客厅里的静默没有维持太长时间,刚刚从沙发上逃走的小猫又跳跃着扑在兰笙的脚上。
兰笙低头,勾了勾脚背,然后弯腰被小猫抱起来放在腿上。
小猫又开始“喵喵”叫着要去找谢逢歌了。
兰笙怕它又给谢逢歌抓伤了,抱着小猫屁股拍拍,它马上又舒服地抬起屁屁,喉咙里呼噜呼噜。
谢逢歌轻笑:“现在不嫌弃它不会埋,把排泄物蹭德到处都是?”
兰笙皱眉闻了闻:“没有,小笨刚刚没去猫砂盆。”
“嗯。”谢逢歌垂眸看着兰笙撸猫。
又问:“喜欢小笨么?”
“喜欢,小笨很可爱。他还特别粘人,真神奇,明明它是第一次见我,小猫居然不怕人。这么黏我,不知道的还以为我才是主人呢。”
谢逢歌又是失笑,笑声很温柔。
兰笙也很奇怪,他怀疑谢逢歌是不是从出生就叠满了buff,长得好看也就算了,声音也好听,像泠泠松音,冷得很高雅。
他踩着奥特曼拖鞋,脚靠过去碰了碰谢逢歌的脚。
谢逢歌重新撩起眼皮,目光和兰笙对视。
兰笙轻轻说:“我也会死的,谢逢歌。”
谢逢歌:“……嗯。”
“你也会死,小笨也会死。”兰笙安静地说完,抿嘴。
“我的意思是说,既然知道一切的结局都要通向死亡的话,我希望在结局之前可以更精彩些。不要温和地走进那个良夜。狄兰托马斯写给他重病的父亲说的。不要平静地接受死亡。”
“所以如果你想给我拍照的话,我会很开心的。如果有一天我比你先死的话,你就当我是去新世界布置了我的新家。等时候到了,我就邀请你来我家里做客了。”
兰笙弯了弯眼睛,一双桃花眼像是种满了多情泪,怎么看都是风华绝代。
谢逢歌皱眉,他发现自己不但不爱看兰笙在舞台上表演死者的戏码,也不太爱听兰笙谈论这些关于死亡的话题。
兰笙看他一副皱眉的样子,就也学着皱了皱。
还问:“你不相信?”
谢逢歌深深注视着兰笙。
兰笙信誓旦旦的举手:“真的!我发誓!我肯定会邀请你去我家玩的,时候不到就说明是我还没布置好,可不是我小气不邀请你去……”
“兰笙。”
兰笙没说完的话被谢逢歌打断。
他三根手指还举在半空,目光落到谢逢歌脸上。
“……”他觉得谢逢歌好像生气了。
兰笙讪讪地收手,又是一副可怜卖乖样,他吃准了谢逢歌就吃自己这一套。
软着嗓子说:“唔……我妈妈走的时候,我就是这样想的。所以要好好生活,等有一天她布置好新家,我就开开心心地去找她。”

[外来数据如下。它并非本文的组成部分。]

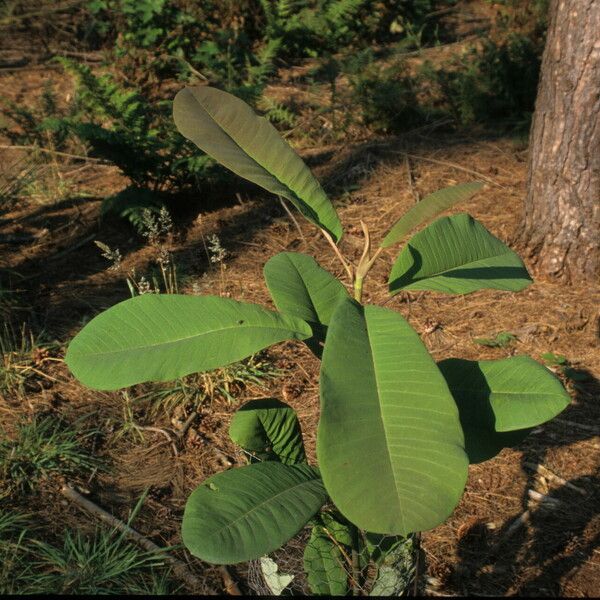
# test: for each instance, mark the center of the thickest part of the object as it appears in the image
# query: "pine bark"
(561, 227)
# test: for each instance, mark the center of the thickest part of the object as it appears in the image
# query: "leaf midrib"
(462, 265)
(247, 153)
(218, 531)
(187, 338)
(380, 413)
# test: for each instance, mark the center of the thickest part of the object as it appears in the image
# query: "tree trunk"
(562, 210)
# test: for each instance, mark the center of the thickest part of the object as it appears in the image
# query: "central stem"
(358, 281)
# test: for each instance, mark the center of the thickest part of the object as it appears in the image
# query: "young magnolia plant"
(397, 431)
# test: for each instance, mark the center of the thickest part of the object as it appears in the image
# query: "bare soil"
(62, 281)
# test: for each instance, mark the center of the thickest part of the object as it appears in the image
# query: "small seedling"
(397, 430)
(502, 340)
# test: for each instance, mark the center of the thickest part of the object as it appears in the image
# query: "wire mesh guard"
(324, 560)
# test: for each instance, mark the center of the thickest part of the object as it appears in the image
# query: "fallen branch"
(545, 472)
(180, 569)
(449, 164)
(98, 161)
(543, 498)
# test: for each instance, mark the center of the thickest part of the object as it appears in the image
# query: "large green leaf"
(389, 444)
(161, 337)
(227, 129)
(429, 207)
(269, 429)
(301, 288)
(499, 401)
(457, 255)
(245, 513)
(324, 564)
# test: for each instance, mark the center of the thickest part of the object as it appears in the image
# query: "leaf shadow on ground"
(61, 275)
(550, 540)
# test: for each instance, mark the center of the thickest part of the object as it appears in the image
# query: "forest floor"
(501, 539)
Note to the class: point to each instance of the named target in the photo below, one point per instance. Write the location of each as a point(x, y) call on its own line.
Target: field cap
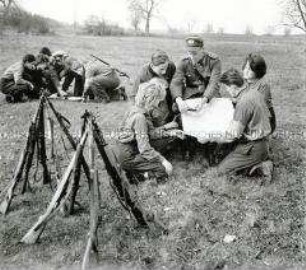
point(60, 54)
point(159, 57)
point(194, 41)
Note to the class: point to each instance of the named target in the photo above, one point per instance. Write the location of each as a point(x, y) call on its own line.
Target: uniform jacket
point(137, 128)
point(147, 74)
point(14, 73)
point(199, 79)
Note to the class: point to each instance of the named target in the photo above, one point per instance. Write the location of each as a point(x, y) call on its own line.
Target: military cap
point(159, 57)
point(194, 41)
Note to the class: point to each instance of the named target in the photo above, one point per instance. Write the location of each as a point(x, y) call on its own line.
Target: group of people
point(161, 90)
point(153, 125)
point(54, 74)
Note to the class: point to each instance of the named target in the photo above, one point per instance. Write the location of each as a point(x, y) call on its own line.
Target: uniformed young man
point(18, 81)
point(102, 83)
point(197, 75)
point(69, 69)
point(162, 67)
point(46, 72)
point(136, 150)
point(250, 130)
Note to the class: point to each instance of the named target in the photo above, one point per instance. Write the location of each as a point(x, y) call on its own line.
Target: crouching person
point(134, 149)
point(249, 131)
point(102, 83)
point(18, 81)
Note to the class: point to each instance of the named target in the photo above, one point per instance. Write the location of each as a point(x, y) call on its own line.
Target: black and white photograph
point(153, 134)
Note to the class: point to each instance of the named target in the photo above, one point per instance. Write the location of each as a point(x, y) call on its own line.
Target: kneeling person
point(250, 129)
point(18, 81)
point(101, 83)
point(134, 148)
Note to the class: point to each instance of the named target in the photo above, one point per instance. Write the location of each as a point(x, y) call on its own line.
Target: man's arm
point(178, 81)
point(213, 86)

谢逢歌一阵郁结,他是想不通眼前的人怎么做到这样坦然地谈论生死。
嬉皮笑脸可恶得很,说出来每一个字都惹得他不高兴。
可是想到一场暗恋,只能继续深沉的注视。
要比他先去布置新家,还要高高兴兴地去找妈妈。
有一瞬间他很想粗暴地用吻堵住他的嘴。
可是看到兰笙忽地不笑,抬手要去擦眼睛,谢逢歌心下一跳。
附身去看:“怎么了?”
兰笙鼻翼翕动:“想妈妈了。”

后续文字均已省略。